Puerto Rico's Working Group for the Fiscal and Economic Recovery of Puerto Rico was expected to complete its fiscal and economic adjustment plan by Monday, while the commonwealth's power authority was scheduled to complete a restructuring agreement on its $9.4 billion of total debt by Wednesday.

The working group's plan, due to Gov. Alejandro García Padilla over the weekend, is seen as a first step to determining how deep bondholders' losses will be, after he declared the debt to be un-payable, and said he would push for a moratorium on payments. The plan may not be released to the public until a later date, a source in the Puerto Rico legislature said. 

The Puerto Rico Electric Power Authority has been in talks with its forbearing bondholders for more than a year and was expected to be negotiating through the weekend.

The Fiscal and Economic Recovery Group was formed in the aftermath of a Puerto Rico-commissioned report that concluded that the commonwealth's public debt was unpayable. The so-called Krueger Report called for the government to make a series of changes to its government operations, economy, and regulations, as well as debt.

Though García Padilla immediately said he disagreed with some of the recommendations, he said many of the ideas were interesting. He appointed his chief of staff, secretary of justice, president of the Government Development Bank for Puerto Rico, and the presidents of the Senate and House of Representatives to staff the Working Group.

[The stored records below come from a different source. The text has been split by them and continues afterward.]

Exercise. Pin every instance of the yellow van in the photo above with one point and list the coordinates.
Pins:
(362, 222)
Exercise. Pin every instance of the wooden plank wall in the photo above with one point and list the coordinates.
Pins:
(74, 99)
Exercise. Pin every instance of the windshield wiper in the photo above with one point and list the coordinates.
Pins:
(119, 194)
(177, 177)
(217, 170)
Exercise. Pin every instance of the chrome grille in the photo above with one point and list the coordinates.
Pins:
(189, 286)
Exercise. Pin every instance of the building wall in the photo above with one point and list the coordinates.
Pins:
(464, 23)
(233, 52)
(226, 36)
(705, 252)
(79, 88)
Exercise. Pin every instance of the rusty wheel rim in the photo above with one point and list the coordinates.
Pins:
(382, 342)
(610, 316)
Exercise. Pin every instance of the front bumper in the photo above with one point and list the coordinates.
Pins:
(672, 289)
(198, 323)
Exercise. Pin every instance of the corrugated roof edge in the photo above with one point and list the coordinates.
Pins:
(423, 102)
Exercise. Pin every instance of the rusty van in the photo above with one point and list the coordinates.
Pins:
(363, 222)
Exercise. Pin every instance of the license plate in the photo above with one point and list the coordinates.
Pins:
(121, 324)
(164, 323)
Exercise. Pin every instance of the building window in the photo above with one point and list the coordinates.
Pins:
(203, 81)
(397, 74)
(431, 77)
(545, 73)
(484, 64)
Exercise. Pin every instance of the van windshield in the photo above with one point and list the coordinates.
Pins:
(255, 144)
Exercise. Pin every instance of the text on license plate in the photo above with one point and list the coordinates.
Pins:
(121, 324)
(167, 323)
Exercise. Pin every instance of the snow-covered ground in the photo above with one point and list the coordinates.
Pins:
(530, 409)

The group is to make recommendations in a broad range of areas similar to those addressed by the Krueger report.

The Senate and House of Representatives presidents have appointed their chiefs of staff to serve in their places.

The six page executive order that created the group indicated the plan should address the public debt, saying, "The proposed plan of fiscal adjustment and economic development of Puerto Rico should require that the aggregate debt of Puerto Rico and its instrumentalities fit so that it can be repaid on sustainable terms." However, a government source has said the plan will not directly detail how this would be accomplished.

According to the governor, the Fiscal and Economic Adjustment Plan will advocate measures:

"Establishing the parameters for a five-year fiscal plan; proposing additional cuts in spending - including cuts in some services - to avoid an increase in taxes; restructuring the Department of Treasury to increase the efficiency of income gathering; promoting alliances with the private sector to provide some of the services that are today provided by the public sector …; radically changing the way in which we work with government finances and economic statistics, to establish greater transparency and credibility; guaranteeing our citizens' essential services and our pensioners a just income; [and] creating a fiscal board which, outside political considerations, will guarantee the continuity and honor of the commitments agreed upon by us during the restructuring process."

Earlier this week the El Nuevo Día news organization reported on what it called a draft of the plan, which indicated that the government would seek reductions in the government's debt as well postponements in its payment.

García Padilla has since said that the draft El Nuevo Día got ahold of is not  the one that either he or the group was considering, according to a government source.

If it is reached, the PREPA plan, dubbed the Restructuring Support Agreement, would cover in detail the restructured terms of the authority's debt, possibly including the length of a moratorium on payments.

The bondholders have repeatedly agreed to forbearance periods with the authority only to reach the periods' ends and agree to extend the periods' further. In late July a source close to the bondholders said that Tuesday's deadline is very important.

The creditors' forbearance is not planned to end until Sept. 15. However, if the debt agreement is not reached by the end of Tuesday, the creditors could declare the authority in breach of the forbearance. The bondholders and the other creditors could go to the court system to seek the right to appoint a receiver to run the authority.